Urusan tanah seringkali jadi permasalahan yang rumit. Entah itu tanah warisan atau milik pribadi. Seperti pengalaman teman saya. Dia membeli tanah, ternyata setelah dua tahun, tanah itu dituntut oleh ahli waris. Teman saya tidak cek kepemilikan tanah tersebut.
Untungnya yang jual tanah mau mengembalikan uang kepada ahli waris lainnya. Namun, teman saya tidak berani membangun rumah di atas tanah yang masih sengketa.
Berbeda dengan pengalaman saya.
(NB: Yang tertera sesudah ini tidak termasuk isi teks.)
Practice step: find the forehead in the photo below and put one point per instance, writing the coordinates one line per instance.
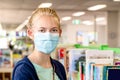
(44, 21)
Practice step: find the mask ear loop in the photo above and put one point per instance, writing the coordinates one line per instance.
(53, 72)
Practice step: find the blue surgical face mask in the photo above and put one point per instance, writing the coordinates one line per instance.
(46, 42)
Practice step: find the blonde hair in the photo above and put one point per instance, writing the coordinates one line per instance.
(43, 11)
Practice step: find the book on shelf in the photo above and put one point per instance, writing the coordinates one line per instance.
(97, 57)
(111, 72)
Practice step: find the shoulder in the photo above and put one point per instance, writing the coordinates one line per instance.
(22, 69)
(56, 62)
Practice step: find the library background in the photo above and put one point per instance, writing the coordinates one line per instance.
(89, 47)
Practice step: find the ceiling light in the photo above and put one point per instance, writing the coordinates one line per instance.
(116, 0)
(97, 7)
(100, 19)
(66, 18)
(78, 13)
(43, 5)
(87, 22)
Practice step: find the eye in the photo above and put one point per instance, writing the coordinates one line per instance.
(54, 30)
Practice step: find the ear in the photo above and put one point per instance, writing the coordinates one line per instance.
(30, 33)
(60, 32)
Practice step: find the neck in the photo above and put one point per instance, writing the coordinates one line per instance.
(40, 59)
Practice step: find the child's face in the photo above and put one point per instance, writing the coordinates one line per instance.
(44, 24)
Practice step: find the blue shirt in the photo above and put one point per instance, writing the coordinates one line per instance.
(24, 70)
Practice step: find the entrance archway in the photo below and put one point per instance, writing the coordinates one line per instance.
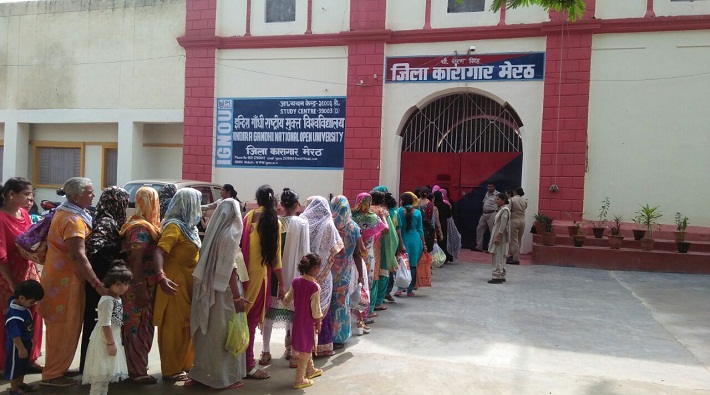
(462, 142)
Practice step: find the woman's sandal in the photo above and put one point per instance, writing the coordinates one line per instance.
(315, 373)
(303, 384)
(265, 358)
(182, 376)
(258, 374)
(147, 379)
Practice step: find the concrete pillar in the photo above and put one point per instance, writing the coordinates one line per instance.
(130, 151)
(16, 150)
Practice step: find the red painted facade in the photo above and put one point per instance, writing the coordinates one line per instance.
(565, 106)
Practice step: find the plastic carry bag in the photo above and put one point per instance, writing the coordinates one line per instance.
(438, 256)
(238, 335)
(32, 244)
(404, 275)
(424, 270)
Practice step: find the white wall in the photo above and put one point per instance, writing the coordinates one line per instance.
(524, 97)
(296, 72)
(648, 124)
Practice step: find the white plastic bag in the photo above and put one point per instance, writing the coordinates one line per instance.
(404, 275)
(438, 256)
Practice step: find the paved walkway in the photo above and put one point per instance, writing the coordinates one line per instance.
(548, 330)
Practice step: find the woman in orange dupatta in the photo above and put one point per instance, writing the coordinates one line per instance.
(140, 237)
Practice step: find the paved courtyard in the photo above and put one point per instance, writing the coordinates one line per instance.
(548, 330)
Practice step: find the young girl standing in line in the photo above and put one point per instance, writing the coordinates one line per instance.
(105, 357)
(305, 295)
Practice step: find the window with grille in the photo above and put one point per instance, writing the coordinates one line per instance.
(280, 11)
(466, 6)
(57, 164)
(110, 167)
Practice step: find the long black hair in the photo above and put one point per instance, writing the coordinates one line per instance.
(407, 201)
(268, 226)
(14, 184)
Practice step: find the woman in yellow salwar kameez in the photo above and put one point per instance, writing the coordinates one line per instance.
(175, 260)
(261, 246)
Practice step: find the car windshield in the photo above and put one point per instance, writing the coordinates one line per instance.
(133, 187)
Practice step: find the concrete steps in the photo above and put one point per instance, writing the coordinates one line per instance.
(596, 253)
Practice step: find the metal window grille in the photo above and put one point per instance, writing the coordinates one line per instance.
(466, 6)
(56, 165)
(280, 11)
(463, 123)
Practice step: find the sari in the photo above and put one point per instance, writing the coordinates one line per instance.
(140, 237)
(342, 270)
(325, 242)
(213, 307)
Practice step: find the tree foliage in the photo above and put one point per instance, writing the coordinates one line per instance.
(574, 8)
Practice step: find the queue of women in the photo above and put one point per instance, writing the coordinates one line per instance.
(192, 288)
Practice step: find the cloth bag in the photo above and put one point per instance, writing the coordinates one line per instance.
(32, 244)
(424, 270)
(404, 275)
(238, 335)
(438, 256)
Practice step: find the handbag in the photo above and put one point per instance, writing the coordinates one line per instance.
(404, 275)
(238, 335)
(424, 270)
(32, 244)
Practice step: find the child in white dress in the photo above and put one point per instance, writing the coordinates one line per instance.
(105, 358)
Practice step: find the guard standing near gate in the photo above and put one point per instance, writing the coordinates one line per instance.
(489, 214)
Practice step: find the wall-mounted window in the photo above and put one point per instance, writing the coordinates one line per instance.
(280, 11)
(466, 6)
(56, 162)
(110, 160)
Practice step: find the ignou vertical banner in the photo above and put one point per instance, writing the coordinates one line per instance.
(280, 132)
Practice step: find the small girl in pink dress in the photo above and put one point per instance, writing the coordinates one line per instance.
(305, 295)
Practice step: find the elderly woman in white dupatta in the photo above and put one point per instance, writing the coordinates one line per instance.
(326, 243)
(217, 297)
(500, 235)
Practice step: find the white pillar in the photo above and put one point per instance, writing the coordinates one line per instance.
(16, 150)
(130, 151)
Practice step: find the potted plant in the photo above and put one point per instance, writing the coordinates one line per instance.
(576, 228)
(598, 226)
(638, 233)
(647, 216)
(616, 239)
(548, 235)
(681, 223)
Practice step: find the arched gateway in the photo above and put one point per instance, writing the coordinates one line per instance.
(462, 142)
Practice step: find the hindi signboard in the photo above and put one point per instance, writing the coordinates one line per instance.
(280, 132)
(529, 66)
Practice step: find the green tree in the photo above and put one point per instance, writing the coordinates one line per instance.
(574, 8)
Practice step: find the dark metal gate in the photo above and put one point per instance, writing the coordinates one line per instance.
(462, 142)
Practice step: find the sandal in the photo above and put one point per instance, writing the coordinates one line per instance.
(265, 358)
(28, 388)
(258, 374)
(182, 376)
(142, 379)
(58, 382)
(233, 386)
(303, 384)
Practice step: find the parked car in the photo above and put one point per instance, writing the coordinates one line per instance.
(210, 192)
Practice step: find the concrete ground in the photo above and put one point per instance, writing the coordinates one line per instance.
(548, 330)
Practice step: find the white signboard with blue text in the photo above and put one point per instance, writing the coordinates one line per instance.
(280, 132)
Ketika ada salah seorang kerabat, sebut saja Pak Marjo. Pak Marjo ini menawarkan tanah sawah kepada suami.
Setelah ada kesepakatan jual beli, dia datang sendiri, istrinya sebagai saksi tidak diajak.
"Gak usah pakai saksi dari pihak saya, sertifikat ini sudah atas nama saya, warisan dari orang tua," kata Pak Marjo.
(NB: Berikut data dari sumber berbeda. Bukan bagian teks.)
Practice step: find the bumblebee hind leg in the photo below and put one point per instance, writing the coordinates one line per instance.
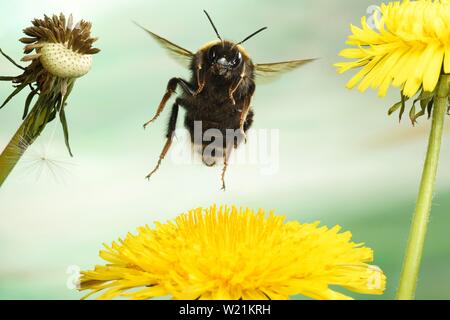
(226, 159)
(170, 133)
(171, 87)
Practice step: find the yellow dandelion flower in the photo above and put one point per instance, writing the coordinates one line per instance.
(406, 45)
(231, 254)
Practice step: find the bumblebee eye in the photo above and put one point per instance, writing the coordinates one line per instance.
(212, 54)
(237, 60)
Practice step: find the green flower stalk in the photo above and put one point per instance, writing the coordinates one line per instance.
(59, 52)
(407, 45)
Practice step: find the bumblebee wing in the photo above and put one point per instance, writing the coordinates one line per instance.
(271, 71)
(181, 55)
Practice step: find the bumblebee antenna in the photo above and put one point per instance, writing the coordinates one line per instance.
(252, 35)
(214, 27)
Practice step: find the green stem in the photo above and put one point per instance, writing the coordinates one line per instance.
(411, 264)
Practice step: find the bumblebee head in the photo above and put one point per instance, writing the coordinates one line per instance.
(225, 57)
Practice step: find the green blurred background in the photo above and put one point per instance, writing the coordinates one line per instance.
(342, 159)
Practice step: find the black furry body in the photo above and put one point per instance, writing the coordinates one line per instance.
(213, 106)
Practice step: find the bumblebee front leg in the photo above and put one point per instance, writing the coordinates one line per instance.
(171, 87)
(234, 88)
(226, 160)
(170, 133)
(200, 77)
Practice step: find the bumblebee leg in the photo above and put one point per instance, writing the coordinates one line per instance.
(234, 88)
(170, 132)
(226, 159)
(200, 78)
(243, 118)
(171, 87)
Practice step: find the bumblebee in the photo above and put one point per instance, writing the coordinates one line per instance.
(218, 96)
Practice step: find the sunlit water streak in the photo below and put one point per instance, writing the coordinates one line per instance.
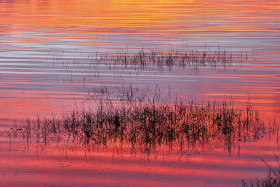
(46, 47)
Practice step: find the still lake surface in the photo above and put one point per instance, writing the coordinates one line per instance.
(46, 51)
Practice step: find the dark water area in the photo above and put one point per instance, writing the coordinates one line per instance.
(54, 55)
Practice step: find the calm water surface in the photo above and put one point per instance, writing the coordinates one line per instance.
(47, 46)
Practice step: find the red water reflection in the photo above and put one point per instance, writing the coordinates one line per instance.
(41, 43)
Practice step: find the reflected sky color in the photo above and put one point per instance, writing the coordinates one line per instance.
(46, 51)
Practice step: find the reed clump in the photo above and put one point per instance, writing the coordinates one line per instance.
(147, 123)
(190, 58)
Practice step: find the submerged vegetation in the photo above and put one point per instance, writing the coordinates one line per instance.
(145, 121)
(192, 58)
(158, 60)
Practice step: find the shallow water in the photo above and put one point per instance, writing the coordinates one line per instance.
(46, 51)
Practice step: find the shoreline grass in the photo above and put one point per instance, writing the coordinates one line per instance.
(145, 123)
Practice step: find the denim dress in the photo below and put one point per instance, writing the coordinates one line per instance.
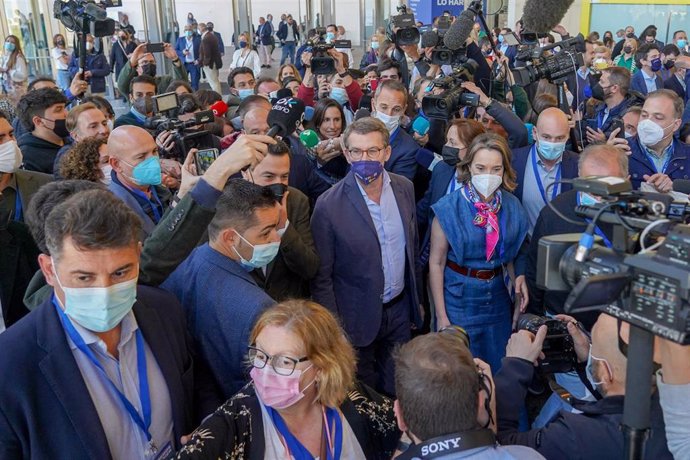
(483, 308)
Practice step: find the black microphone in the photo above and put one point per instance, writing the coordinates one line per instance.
(543, 15)
(285, 116)
(459, 31)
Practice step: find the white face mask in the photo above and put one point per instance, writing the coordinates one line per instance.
(391, 122)
(10, 157)
(650, 133)
(486, 184)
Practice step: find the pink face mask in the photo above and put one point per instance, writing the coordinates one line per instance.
(278, 391)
Dia juga beralasan kalau anak-anaknya sudah setuju. Sebagai pembeli saya tidak setuju jika tidak ada persetujuan istrinya, walaupun menurut pengakuan tanah itu warisan dari orang tua Pak Marjo. Musyawarah sangat alot. Akhirnya, saya putuskan untuk datang menemui keluarganya.
Apa kata istri dan anak Pak Marjo?
Mencengangkan, istri Pak Marjo mengatakan kalau tanah ini bukan warisan, tetapi dibeli setelah pernikahan.
"Itu harta gono gini, Mbak. Saya tidak mau tanda tangan," ujar istri Pak Marjo.
Anaknya pun demikian, mereka tidak setuju kalau tanah itu dijual dan uangnya dipegang Pak Marjo. Saya pun meminta keluarga Pak Marjo untuk musyawarah kembali sebelum tanah itu dijual.